Every now and then I read a book which makes me wish I were a lot smarter and well-read than I really am. Now, as a librarian, you would probably expect me to have read quite a bit, and I have, but books like this one make me realize how much more there is (even though I already have forty-nine books checked out of my current library). In this work, two philosophers come together to examine what they deem “western classics” and examine their connection with the way our world is today. For those who lean towards the melancholic, “who wants to lure back the shining things, to uncover the wonder we were once capable of experiencing and to reveal a world that sometimes calls forth such a mood; anyone who is done with indecision and waiting, with expressionlessness and lostness and sadness and angst, and who is ready for whatever it is that comes next; anyone with hope instead of despair, or anyone with despair that they would like to leave behind, can find something worthwhile in the pages ahead” (xi).
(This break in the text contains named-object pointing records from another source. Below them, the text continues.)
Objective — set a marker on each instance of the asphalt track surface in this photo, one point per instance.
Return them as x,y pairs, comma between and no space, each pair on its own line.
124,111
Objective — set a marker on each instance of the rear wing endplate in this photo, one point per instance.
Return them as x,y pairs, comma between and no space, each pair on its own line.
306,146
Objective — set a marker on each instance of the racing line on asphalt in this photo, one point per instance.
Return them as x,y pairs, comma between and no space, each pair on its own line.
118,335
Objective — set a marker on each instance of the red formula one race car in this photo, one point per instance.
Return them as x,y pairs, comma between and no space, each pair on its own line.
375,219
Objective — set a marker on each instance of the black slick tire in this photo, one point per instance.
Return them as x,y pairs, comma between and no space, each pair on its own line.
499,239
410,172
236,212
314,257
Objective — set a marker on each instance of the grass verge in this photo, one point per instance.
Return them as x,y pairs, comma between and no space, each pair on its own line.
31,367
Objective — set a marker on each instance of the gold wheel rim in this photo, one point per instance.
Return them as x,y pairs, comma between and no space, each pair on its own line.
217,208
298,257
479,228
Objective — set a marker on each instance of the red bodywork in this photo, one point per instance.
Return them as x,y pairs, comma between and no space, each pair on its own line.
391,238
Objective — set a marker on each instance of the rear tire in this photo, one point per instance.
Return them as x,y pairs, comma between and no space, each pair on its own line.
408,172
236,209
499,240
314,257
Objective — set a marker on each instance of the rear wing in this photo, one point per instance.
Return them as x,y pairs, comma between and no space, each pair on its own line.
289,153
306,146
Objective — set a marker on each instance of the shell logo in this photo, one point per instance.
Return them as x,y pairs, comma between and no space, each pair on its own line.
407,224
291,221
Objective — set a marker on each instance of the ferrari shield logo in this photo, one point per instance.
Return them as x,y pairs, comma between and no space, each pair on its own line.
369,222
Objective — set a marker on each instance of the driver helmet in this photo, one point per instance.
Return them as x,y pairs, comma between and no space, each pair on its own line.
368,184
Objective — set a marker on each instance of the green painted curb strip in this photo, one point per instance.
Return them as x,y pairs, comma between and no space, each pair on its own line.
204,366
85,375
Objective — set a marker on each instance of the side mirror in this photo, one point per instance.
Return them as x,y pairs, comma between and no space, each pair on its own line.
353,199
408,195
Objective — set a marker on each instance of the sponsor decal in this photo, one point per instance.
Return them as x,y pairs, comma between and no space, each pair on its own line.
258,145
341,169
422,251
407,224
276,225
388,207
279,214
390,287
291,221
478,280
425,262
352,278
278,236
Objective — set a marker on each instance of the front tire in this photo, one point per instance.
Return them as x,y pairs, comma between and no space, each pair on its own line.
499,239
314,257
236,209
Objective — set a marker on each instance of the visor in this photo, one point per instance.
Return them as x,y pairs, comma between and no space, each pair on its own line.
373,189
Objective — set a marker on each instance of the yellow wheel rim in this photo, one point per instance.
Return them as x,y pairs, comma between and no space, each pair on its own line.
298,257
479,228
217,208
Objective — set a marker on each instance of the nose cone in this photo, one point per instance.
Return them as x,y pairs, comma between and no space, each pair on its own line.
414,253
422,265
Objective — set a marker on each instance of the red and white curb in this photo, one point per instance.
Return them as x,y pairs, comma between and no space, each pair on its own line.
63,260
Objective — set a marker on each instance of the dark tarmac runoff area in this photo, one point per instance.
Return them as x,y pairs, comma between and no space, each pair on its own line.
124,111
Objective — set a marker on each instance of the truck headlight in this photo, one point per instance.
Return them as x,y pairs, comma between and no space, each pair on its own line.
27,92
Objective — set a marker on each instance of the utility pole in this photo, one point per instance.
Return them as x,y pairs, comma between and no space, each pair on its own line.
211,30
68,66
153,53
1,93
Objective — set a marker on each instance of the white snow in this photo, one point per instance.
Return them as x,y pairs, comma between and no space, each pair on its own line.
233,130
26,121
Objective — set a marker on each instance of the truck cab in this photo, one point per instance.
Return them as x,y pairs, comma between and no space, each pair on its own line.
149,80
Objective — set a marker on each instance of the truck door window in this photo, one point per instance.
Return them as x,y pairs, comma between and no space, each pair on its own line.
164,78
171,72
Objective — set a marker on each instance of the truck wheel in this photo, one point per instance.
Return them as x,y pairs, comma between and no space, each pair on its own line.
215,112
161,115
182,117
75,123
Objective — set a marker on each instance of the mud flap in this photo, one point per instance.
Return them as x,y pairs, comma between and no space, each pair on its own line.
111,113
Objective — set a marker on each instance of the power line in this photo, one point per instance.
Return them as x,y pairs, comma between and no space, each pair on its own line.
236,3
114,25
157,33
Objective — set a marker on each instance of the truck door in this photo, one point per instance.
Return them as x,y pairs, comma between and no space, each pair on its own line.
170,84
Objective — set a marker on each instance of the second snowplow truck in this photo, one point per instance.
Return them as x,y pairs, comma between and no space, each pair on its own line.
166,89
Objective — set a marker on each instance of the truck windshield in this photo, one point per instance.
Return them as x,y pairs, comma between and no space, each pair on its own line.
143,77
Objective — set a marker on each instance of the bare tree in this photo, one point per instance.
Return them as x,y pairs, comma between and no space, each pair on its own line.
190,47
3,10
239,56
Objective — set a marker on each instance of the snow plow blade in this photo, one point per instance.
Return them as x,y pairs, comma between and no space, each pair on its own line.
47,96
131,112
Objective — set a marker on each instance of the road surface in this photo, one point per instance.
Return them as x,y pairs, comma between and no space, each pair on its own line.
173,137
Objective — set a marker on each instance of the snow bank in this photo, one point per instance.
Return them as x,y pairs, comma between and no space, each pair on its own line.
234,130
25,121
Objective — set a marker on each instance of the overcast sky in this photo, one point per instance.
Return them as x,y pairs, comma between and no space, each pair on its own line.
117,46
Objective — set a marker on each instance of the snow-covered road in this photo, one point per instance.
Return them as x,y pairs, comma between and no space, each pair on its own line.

And although this is a bold and ambitious claim, I would argue that they succeed.

The first chapters address “contemporary nihilism” in a very unique manner, comparing and contrasting David Foster Wallace and his work “Infinite Jest” with Elizabeth Gilbert’s “Eat Pray Love.” The authors contend that both authors are addressing the “tension between commitment and choice” (27) and that “although each is motivated by a deep sense of confusion and lostness, a sense that the darkness of being adrift is a central feature of the age, nevertheless each feels strongly that the writer’s responsibility is to show the way forward, to offer a vision of the hopeful possibilities available in the modern world” (28). The following chapters jump backwards in history to Homer and other Greek literature, then to Augustine, Dante, Kant, and so on. In each chapter, the authors look at the society and culture which surrounds each writer or work, including the religious and philosophical assumptions that the general population lived with, and how that should affect the modern reading.

This is probably one of the better books I have read recently, even with a quick skimming through. Although the idea of using classic literature to explore philosophy has been done before, this one is particularly poignant as it considers the secular nature of our contemporary society, and makes readers consider what may be lost in a culture that is so disconnected from the sacred.